That darkness and loneliness can be transcendent, Cameron says, when you're experiencing something human beings have never seen before. "So there's a responsibility to bring that back, and tell that story ... and I don't mean this as a reference to my film, but to be a sort of an avatar, somebody that is the embodiment of human consciousness."
And, of course, there's always the possibility that you might find aliens down there, the way explorers did in Cameron's early film The Abyss. "Well, I've seen plenty of aliens," he says, laughing. "I mean that metaphorically. I've done lots of deep dives, and I've seen stuff that I certainly never could have imagined, and there's something pretty amazing about that."
Cameron says that while Hollywood special effects can be jaw-dropping, it's almost impossible to be as creative as nature has been in adapting to extreme habitats like the Challenger Deep.
Cameron says he got the idea to make Titanic after being inspired by a real-life exploration of the famous wreck. "I sort of joke about this, but it's more true than not, that I made the movie because I wanted to do an expedition to the wreck of the Titanic, and I did explore it," he says.
While Cameron has criticized the conversion of 2-D movies into 3-D in the past, he says he has been planning the upgraded version of Titanic for years. "I always believed it could be done, and it could be done well," he says. But, he says, too many films were converted quickly, on the cheap. "When we converted Titanic to 3-D, it took us 60 weeks, $18 million, and 300 artists to do it right, and I was involved every step of the way."
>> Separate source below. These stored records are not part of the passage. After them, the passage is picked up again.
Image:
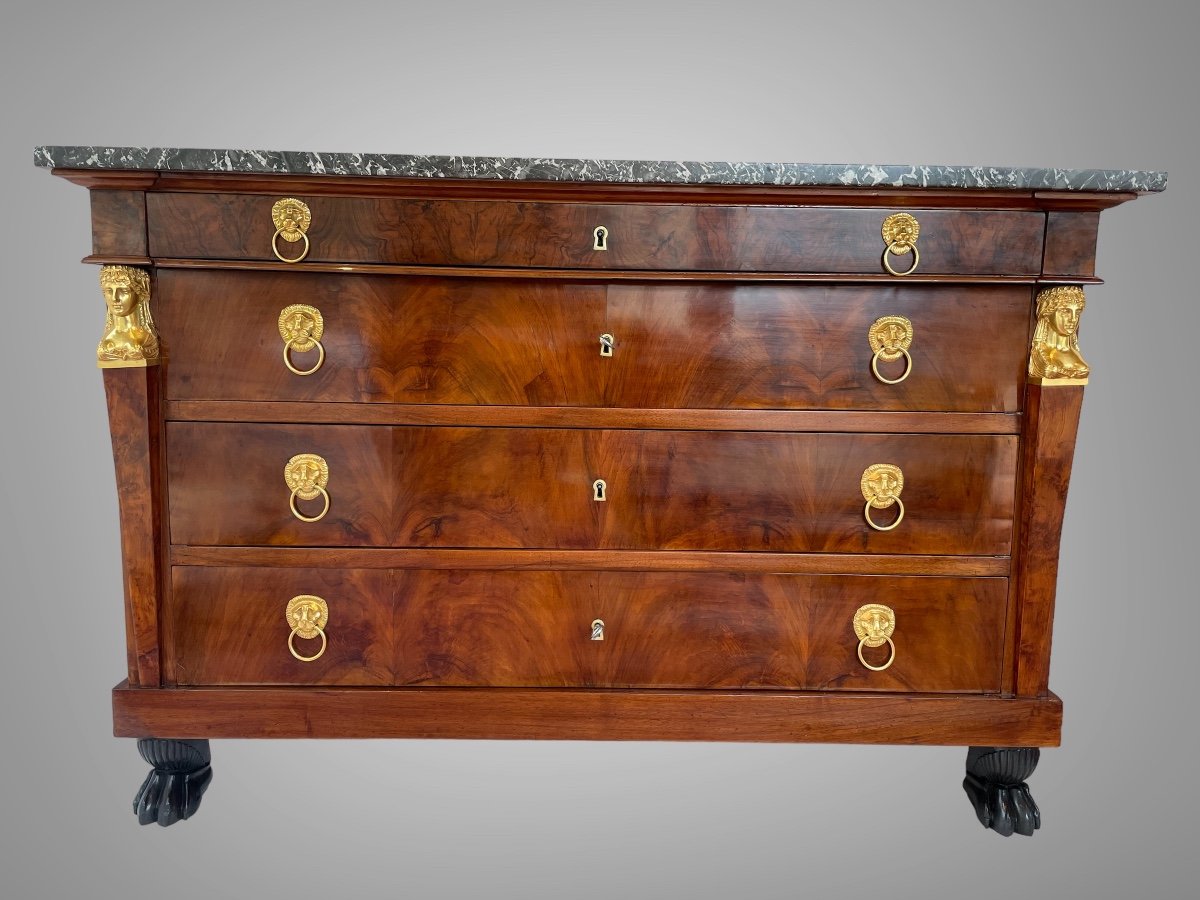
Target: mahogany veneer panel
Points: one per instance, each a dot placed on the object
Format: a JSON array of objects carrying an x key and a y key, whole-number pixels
[
  {"x": 546, "y": 714},
  {"x": 228, "y": 627},
  {"x": 387, "y": 339},
  {"x": 418, "y": 340},
  {"x": 790, "y": 346},
  {"x": 516, "y": 487},
  {"x": 228, "y": 226},
  {"x": 691, "y": 630}
]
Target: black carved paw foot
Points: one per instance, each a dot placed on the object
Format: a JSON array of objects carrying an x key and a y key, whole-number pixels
[
  {"x": 177, "y": 783},
  {"x": 995, "y": 784}
]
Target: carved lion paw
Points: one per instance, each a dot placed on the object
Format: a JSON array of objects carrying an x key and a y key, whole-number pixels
[
  {"x": 167, "y": 797},
  {"x": 1006, "y": 809},
  {"x": 177, "y": 783}
]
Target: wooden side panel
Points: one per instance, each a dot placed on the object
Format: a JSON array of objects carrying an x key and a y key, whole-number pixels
[
  {"x": 119, "y": 223},
  {"x": 1071, "y": 243},
  {"x": 135, "y": 424},
  {"x": 229, "y": 627},
  {"x": 573, "y": 714},
  {"x": 789, "y": 347},
  {"x": 561, "y": 234},
  {"x": 1051, "y": 419}
]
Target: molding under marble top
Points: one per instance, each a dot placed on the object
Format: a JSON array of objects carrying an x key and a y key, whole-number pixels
[{"x": 598, "y": 171}]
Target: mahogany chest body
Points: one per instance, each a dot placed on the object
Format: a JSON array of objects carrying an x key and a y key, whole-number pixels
[{"x": 504, "y": 459}]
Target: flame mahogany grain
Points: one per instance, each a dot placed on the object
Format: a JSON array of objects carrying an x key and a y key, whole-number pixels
[
  {"x": 521, "y": 342},
  {"x": 532, "y": 489},
  {"x": 514, "y": 233}
]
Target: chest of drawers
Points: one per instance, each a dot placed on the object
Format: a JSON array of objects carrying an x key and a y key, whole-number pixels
[{"x": 425, "y": 450}]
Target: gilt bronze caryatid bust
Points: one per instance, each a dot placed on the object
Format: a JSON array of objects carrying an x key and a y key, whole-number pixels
[{"x": 130, "y": 337}]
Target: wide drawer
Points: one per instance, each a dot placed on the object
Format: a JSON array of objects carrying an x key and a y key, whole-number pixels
[
  {"x": 651, "y": 237},
  {"x": 418, "y": 486},
  {"x": 539, "y": 628},
  {"x": 537, "y": 342}
]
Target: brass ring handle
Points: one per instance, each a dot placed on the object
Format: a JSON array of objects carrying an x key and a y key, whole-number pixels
[
  {"x": 323, "y": 492},
  {"x": 881, "y": 485},
  {"x": 875, "y": 366},
  {"x": 275, "y": 246},
  {"x": 319, "y": 653},
  {"x": 292, "y": 219},
  {"x": 900, "y": 232},
  {"x": 321, "y": 358},
  {"x": 867, "y": 514},
  {"x": 892, "y": 658},
  {"x": 901, "y": 250},
  {"x": 874, "y": 625}
]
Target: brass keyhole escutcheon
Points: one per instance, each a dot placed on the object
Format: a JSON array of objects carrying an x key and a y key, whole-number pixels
[
  {"x": 307, "y": 616},
  {"x": 891, "y": 336},
  {"x": 874, "y": 625},
  {"x": 292, "y": 219},
  {"x": 900, "y": 232},
  {"x": 301, "y": 328},
  {"x": 307, "y": 477},
  {"x": 881, "y": 485}
]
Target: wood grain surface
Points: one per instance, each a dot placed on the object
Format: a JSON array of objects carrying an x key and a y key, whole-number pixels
[
  {"x": 533, "y": 489},
  {"x": 511, "y": 629},
  {"x": 496, "y": 342},
  {"x": 229, "y": 226},
  {"x": 573, "y": 714}
]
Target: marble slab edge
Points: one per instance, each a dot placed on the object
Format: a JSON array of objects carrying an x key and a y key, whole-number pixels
[{"x": 598, "y": 171}]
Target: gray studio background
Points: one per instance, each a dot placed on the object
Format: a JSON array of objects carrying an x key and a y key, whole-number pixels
[{"x": 1080, "y": 84}]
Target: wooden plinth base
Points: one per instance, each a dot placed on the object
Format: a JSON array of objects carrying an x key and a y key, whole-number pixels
[{"x": 581, "y": 714}]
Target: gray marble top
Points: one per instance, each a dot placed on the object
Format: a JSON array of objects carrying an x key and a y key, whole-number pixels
[{"x": 597, "y": 171}]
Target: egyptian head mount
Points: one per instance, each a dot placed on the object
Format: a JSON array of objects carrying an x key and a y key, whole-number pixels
[
  {"x": 130, "y": 336},
  {"x": 1055, "y": 358}
]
And it was the smaller-scale scenes that were surprisingly effective in 3-D, Cameron says. "Rose running through the corridors trying to find Jack, as the water pours into this kind of maze that she's lost in," he says. "You feel the kind of claustrophobia, and her sense of, you know, rising desperation, I think, is really enhanced by the 3-D."
Cameron says he considers himself both an explorer and a filmmaker. "I think the through-line there is storytelling. I think it's the explorer's job to go and be at the remote edge of human experience and then come back and tell that story. So I don't see them as that separately."
Cameron films his expeditions, and he says that after life support, the technical system that most concerned him in the Deepsea Challenger was the filming equipment.
"If I see something amazing at the bottom of the ocean and I'm not able to shoot it and bring it back in 3-D, then it's a tree falling in the forest. So I see them as being two aspects of the same basic impulse," he says.